It took the better part of seven years and a $14-million cash call to get here, but Edmonton Oilers governor and chairman Cal Nichols sounds like a man who believes the wait was worth it.
Nichols, who will cast the Oilers' vote on the tentative collective bargaining agreement reached with the NHLPA yesterday, won't see the fine print until he arrives in New York tomorrow. But he's optimistic the short-term pain that was the lockout of 2004-05 will be worth the long-term gain in ensuring the viability of his team in a new NHL landscape.
"Hopefully, this is it," Nichols said yesterday from Hawaii.
"There's some issues we'll need to see about taxing and revenue sharing, but I think it's what we've been waiting for. We're in the ball park."
Having taken ownership of the Oilers with the Edmonton Investors Group in 1998, with Peter Pocklington's financial empire in ruins and the team on the verge of leaving town, Nichols and the EIG have been biding their time and dipping into their pockets - the cash call came in 2001 - waiting for the expiration of the old CBA.

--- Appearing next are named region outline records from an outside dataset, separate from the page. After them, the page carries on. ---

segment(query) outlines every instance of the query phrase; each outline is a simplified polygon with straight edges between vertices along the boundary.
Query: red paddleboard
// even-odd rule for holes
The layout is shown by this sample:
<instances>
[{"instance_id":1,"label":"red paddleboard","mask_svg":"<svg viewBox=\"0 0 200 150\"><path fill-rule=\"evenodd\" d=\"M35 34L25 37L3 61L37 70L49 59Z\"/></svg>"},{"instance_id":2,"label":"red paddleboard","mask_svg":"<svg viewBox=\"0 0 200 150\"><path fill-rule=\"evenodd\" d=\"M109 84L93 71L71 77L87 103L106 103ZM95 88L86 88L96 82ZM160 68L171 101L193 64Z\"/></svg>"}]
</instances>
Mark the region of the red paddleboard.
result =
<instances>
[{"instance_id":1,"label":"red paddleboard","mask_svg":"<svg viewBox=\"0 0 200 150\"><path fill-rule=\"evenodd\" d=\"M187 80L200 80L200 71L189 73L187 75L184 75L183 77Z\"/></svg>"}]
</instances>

After becoming the first major sports league to lose an entire season to a labour dispute, the big economic correction is here in the form of a six-year agreement that calls for a $39-million salary cap, a 24% rollback in salaries and an increased share of revenues for owners.
DEVIL IN THE DETAILS?
Unless there's some devil in the details, which will be examined at great length by Nichols, president Patrick LaForge, GM Kevin Lowe and assistant-GM Scott Howson in New York tomorrow, the economic framework will make the Oilers not only competitive on the ice, but profitable on the bottom line.

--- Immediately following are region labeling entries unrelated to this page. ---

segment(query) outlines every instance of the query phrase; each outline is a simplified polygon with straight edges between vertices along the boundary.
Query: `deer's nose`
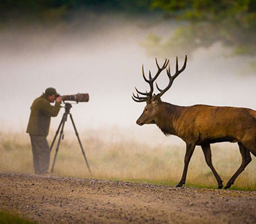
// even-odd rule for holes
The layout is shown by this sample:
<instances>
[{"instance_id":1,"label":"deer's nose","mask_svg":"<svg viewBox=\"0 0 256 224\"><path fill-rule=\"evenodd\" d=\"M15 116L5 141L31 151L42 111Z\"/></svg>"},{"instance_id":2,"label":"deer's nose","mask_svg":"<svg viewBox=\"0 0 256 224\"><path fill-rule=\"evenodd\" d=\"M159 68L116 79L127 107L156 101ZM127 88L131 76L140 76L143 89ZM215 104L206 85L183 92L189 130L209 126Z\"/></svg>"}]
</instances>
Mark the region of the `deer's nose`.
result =
<instances>
[{"instance_id":1,"label":"deer's nose","mask_svg":"<svg viewBox=\"0 0 256 224\"><path fill-rule=\"evenodd\" d=\"M138 119L138 120L137 120L137 121L136 121L136 124L137 124L138 125L141 126L141 125L143 125L143 122L140 121L140 119Z\"/></svg>"}]
</instances>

Nichols says the Oilers lost money in six of eight years since the EIG took over going into the lockout. The Oilers turned a modest profit in 2003-04 because of revenues from the Heritage Classic, but it's a been a fine line between a small profit and red ink despite excellent attendance, sold-out advertising and a payroll that would have been about $33.5 million for the 2004-05 season.
"As a business over the last few years, we've been operating with salaries in the low $30-million range, operating at 98% capacity in attendance and, even with that, we're just at plus-or-minus at the break-even point, even with holding outdoor games," LaForge said.
"We've been anticipating this," Nichols added. "That's why we've been planning to do business as normal this year. It's just been a process that we've had to go through. Sometimes you have to take one step back to go two steps forward."
The tentative deal leaves more of a margin for profit - the Oilers should come in with a payroll of about $33 million next season.
And it should put an end to the parade of players like Doug Weight, Bill Guerin, Janne Niinimaa and Curtis Joseph who were traded as salary dumps or left via free agency for greener pastures.
Likewise, with only about $13 million committed to contracts for 2005-06 after the rollback, Lowe won't be handcuffed when it comes to pursuing free agents this summer. Even with a handful of players to sign, Lowe could have $10 million or more to land a couple of big names.
"It allows for the competitive balance we've been seeking," Nichols said. "If everything that we're hearing is what it actually is, I think this could be the solution that we've been seeking."
Nichols will return from New York Saturday and run the agreement past his nine other EIG board members and the rest of the ownership group before returning to Manhattan next Thursday to cast his vote.
"If this (agreement) has everything in it that I'm expecting it does, I'd say 'Probably,' " Nichols said, when asked if he'll vote to ratify the deal. "I just can't say ahead of time."